Actually it _can_ help quite a bit to know the number of characters (not just words) present in the input:
It can tell you of the absence of surrogate pairs if the length (in characters) is the same as the number of words. This then lets you do indexing as an O(1) operation. I used this in a simple fingertree of utf-8 encoded bytestrings to enable faster indexing into leaves that didn't have utf-8 tailbytes present. Since a lot of UTF-8 text has huge swathes of ASCII content, this turned out to be a pretty big win for me. Since the vast majority of UTF-16 text probably contains all Plane 0 (UCS2) content, you can get similar wins. The cost is that you either have to have a sentinel 'don't know' value or pay to scan any arrays that you directly convert to Text.
Text does not need to fit every use case. Our impression is that most applications do not need string indexing and for the few that do, a specialised structure is perfectly reasonable (eg using arrays of code points, or trees of arrays of code points). Text should be a replacement for String: a type used for general string manipulation a common type used in interfaces for passing strings between components. In the general rage of use cases it should offer reasonable memory use and performance. It does not need to be the perfect choice for the buffer of a text editor or other special internal use cases. It's an important point in the API design of Text that indexing is discouraged because, given a compact variable-length internal representation, you cannot make any useful promises about the performance of indexing. As you point out you can sometimes do better than O(n) but generally you cannot and it's not good to encourage a style that often performs well but occasionally is terrible.
As an aside:
I want to like and use Data.Text, but I haven't been able to. Too many of the operations devolve to O(n) that could be O(1) if I had some way to slice based on cursors into the data type, and the current API locks me out of the internals, so I can't write those functions myself.

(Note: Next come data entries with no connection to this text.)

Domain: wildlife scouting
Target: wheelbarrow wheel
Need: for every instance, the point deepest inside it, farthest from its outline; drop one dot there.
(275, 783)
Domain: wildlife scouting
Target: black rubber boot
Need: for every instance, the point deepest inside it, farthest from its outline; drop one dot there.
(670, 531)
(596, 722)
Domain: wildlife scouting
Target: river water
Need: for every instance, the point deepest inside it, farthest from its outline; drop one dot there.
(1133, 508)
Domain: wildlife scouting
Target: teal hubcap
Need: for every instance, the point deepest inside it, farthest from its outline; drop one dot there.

Can you be more specific. The Text API design is that substring is the "cursor" and you don't need any other index.
With ByteString at least, if I must, I can go grab the Data.Bytestring.Internal module and have at it. I'm all for a clean API, but a clean API that hurts asymptotics invites a lot of re-invention on the fringes of the community.
But really the last nail in the coffin for me, is that often I want to be able to just mmap data in from disk and use it, and rarely is my data on disk stored in UTF-16.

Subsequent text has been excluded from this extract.